Sunday, February 14, 2016
SUPERQuant test number 1
So I actually read some of the SuperQuant paper and then set up the method to run like this. After multiple failures that ended up just being me running out of C:\ space, I got a couple of runs in.
At first approach, I think the darned thing totally works. I also think that it needs some further evaluation.
I'll queue up a bunch of stuff to run now that I have some space, but here are a couple of screenshots.
HeLa 1ug 120min run on 25cm EasySpray columns running in High/High mode (this is the normal HeLa file that I have used for just about every experiment you see on this blog that used to be publicly available via my old FTP site, so I know a lot of you out there have it.
Ran just like above for the SUPERQuant runs and without the 2 new nodes in the nonSuperQuant comparator.
Interesting! In the end, what do we get? 39 new proteins. Okay. Worth noting that this took approximately 50% more total processing time than what I had with the regular method.
Check out how many MS/MS spectra it thinks it looked at!!! It thinks it saw over 30,000 more MS/MS spectra after the processing. Through that Percolator actually ended up with FEWER PSMs. One thing we know about Percolator, though is that is works better the more MS/MS spectra it sees, right?

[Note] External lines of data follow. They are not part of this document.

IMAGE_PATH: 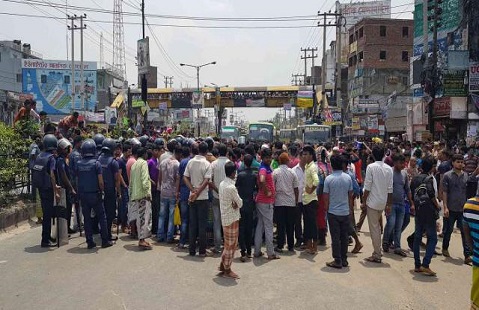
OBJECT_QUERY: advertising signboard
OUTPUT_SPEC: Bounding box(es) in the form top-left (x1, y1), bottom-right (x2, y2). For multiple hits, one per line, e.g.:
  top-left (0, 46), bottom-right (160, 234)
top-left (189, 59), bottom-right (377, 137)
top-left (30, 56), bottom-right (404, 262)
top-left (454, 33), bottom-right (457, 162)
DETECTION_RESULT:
top-left (22, 59), bottom-right (97, 114)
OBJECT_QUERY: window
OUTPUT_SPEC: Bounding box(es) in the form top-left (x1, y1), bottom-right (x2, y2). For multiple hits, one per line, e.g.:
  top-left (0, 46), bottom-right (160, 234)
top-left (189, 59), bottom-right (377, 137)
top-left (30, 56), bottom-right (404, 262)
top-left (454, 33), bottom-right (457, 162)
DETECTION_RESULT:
top-left (379, 26), bottom-right (386, 37)
top-left (379, 51), bottom-right (386, 60)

Does that mean that the matches I'm looking at after SUPERQuant are better than those before? I'm trying to come up with a good way to assess. I know for sure that the worst scoring peptide (and totally not a good match) disappears after SUPERQuanting. But the output here is just a little dense without plotting. What I do know is that I have more Protein groups ID'ed on a small quick dataset after SuperQuanting, and it didn't take long to install OR run and a really bad peptide that slipped through all my filters disappears after using these cool free nodes.

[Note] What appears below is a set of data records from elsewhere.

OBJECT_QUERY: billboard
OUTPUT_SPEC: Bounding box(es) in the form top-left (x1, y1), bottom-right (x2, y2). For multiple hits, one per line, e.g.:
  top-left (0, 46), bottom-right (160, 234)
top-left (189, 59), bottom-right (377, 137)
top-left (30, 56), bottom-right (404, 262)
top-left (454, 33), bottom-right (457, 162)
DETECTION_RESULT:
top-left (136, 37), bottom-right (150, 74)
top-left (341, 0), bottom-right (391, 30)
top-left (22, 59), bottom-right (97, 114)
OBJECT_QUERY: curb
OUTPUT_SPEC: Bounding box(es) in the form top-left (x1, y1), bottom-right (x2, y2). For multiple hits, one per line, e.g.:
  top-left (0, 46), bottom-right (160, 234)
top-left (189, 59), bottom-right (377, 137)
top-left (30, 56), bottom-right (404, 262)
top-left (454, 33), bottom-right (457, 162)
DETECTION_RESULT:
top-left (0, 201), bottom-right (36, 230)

Sounds like a darned win to me. I'll feed it some more stuff and see if I can make sense out of it, but I definitely recommend you check this out!

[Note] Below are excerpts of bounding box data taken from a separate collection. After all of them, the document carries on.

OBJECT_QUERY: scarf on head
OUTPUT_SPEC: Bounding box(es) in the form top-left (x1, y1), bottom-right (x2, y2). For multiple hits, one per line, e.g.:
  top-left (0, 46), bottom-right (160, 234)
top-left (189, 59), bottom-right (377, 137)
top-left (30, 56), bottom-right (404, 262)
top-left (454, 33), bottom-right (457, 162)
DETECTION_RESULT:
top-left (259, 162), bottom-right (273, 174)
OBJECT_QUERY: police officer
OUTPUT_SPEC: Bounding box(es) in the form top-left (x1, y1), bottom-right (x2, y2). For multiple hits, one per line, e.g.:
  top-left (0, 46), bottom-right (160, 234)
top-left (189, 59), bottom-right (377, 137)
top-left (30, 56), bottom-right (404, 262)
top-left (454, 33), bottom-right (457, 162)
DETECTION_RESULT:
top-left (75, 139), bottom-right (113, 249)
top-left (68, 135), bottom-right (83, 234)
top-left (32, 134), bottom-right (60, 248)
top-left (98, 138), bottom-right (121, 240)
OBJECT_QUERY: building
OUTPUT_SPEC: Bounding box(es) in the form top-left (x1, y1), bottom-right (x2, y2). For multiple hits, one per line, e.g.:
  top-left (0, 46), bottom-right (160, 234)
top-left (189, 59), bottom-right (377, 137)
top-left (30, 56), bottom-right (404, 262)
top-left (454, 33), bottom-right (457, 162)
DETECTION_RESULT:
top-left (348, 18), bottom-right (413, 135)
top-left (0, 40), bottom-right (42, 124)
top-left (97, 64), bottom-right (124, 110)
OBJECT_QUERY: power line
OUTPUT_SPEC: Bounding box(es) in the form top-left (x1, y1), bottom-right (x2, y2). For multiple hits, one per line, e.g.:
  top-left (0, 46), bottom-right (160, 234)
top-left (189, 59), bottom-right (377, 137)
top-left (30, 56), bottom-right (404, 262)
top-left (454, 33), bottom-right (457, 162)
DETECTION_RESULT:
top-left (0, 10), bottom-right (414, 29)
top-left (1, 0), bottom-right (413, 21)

EDIT: Another couple runs finished up! Bigger dataset (55K MS/MS scans OT/OT on a Lumos)
SuperQuant gives me 100 new protein groups from over 1,000 new PSMs and its still hard to tell, honestly if the data coming out is better, but I feel pretty confident that it isn't markedly worse. Here is a quick screenshot. PSM #s vs. XCorr (I know...if you come up with a smarter metric, let me know...)
The 1,000 new PSMs look as solid to me as the rest of the data. More data for free? Consider me all signed up!